More of my guilty pleasures in pop culture! Let's begin!
1. Trail of The Pink Panther - okay. Imagine you're an executive at MGM. You had just green-lit another sequel to The Pink Panther because, aside from James Bond, Scooby Doo, The Muppets and Star Wars, the 70's were quite shit. Also, the Panther films are making lots of money. You've managed to talk Peter Sellers into doing another Panther by letting him plot and co-write the script. The new film, Romance of The Pink Panther, will be directed by Sidney Poitier - wait, the script's not done yet and he bowed out - okay, Clive Donner will direct it. The plot? Clouseau falls in love with a beautiful woman who is an ardent fan and a jewel thief. The film is likely going to be the series finale. Two drafts of the script are completed. Blake Edwards is not involved in this one.

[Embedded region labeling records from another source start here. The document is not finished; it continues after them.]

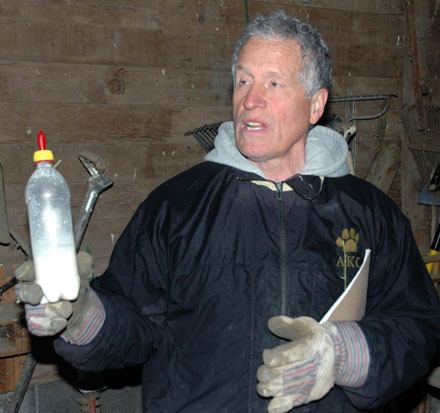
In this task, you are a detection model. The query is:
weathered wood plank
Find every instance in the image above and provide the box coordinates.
[0,102,231,143]
[0,20,235,70]
[0,0,245,34]
[0,2,403,77]
[0,61,231,106]
[249,0,403,15]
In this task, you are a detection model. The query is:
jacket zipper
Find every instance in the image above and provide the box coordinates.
[275,182,287,315]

Then...Peter Sellers dies. What to do? Edwards, for many reasons, is approached with "saving" the project by re-casting Clouseau, perhaps with Dudley Moore. Moore isn't quite interested. Edwards instead hatches a new idea, a new, cheaper continuation of the series with a new character - Clifton Sleigh - introduced with a "tribute" of sorts to Sellers as a transition film, using deleted scenes from two of the recent sequels and borrowing key plot elements from the aborted Romance script. But the budget is slashed, and the money that would have gone to buying scenes owned by another company (ITC, for Return of The Pink Panther) is gone, so Blake has to settle for adding previously seen "flashbacks" in the film's 2nd half. Stunt doubles for Sellers are used to give the "new" Clouseau scenes a narrative and ... it almost works. I enjoy this film for what it is - it's a YouTube mash up before there was YouTube, really. You get a lot of scenes of Clouseau engaged in mundane activity - bringing home groceries, filling his pipe with tobacco and setting off the sprinklers in his office, setting his car on fire - and Henry Mancini's music for the title sequence has neat variations on the familiar theme. Also, we get hints of continuity - the events of the first film are addressed in a way that has had fans on the Internet offering explanations for years and years. One explanation offered for why Cato is ordered to attack Clouseau often is because Clouseau has become paranoid after the woman he was married to for 20 years turns out to have been the lover of the thief he had been trying to catch for just as long.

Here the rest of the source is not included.